Financial Services Commission (FSC)

Agency overview
- Formed: 15 April 2023
- Preceding agency: International Financial Services Commission (IFSC);
- Headquarters: Belize City, Belize;
- Agency executives: Joseph Waight, Chairman; Claude B. F. Haylock, Chief executive;
- Key document: Financial Services Commission Act No. 8 of 2023;
- Website: www.belizefsc.org.bz

= Financial Services Commission of Belize =

Financial regulator of Belize

The Financial Services Commission (FSC) is the Belize government agency responsible for non-banking financial regulation. It is responsible for regulating all non-banking financial market participants and setting and enforcing of financial regulations.
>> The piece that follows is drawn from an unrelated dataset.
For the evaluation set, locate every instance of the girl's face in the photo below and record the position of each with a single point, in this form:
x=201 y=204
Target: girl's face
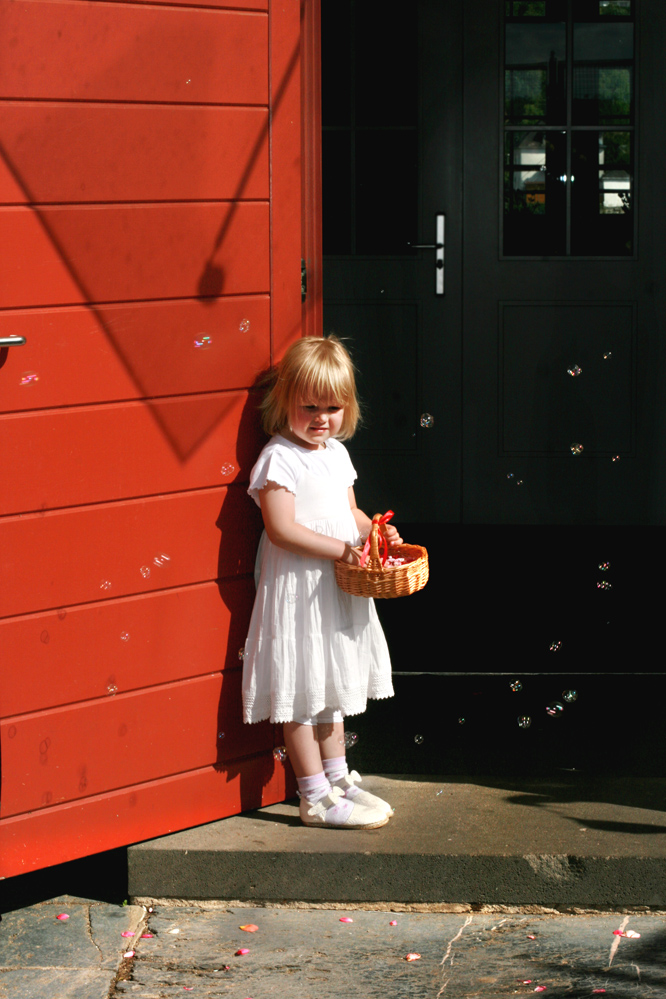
x=312 y=423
A number of international online forex brokers obtain their international license from FSC.

==History==
FSC was established in Belize in 2023 as a successor to the International Financial Services Commission (IFSC). The aim of the Commission is licensing of financial companies, as well as controlling and supervision of all regulated firms to bind all financial services requirements to their activity. FSC is regulated by the Ministry of Finance and the Financial Services Commission Act. FSC has to follow the Financial Services Practitioners Code of Conduct and Best Practices, which aims to increase its level of services.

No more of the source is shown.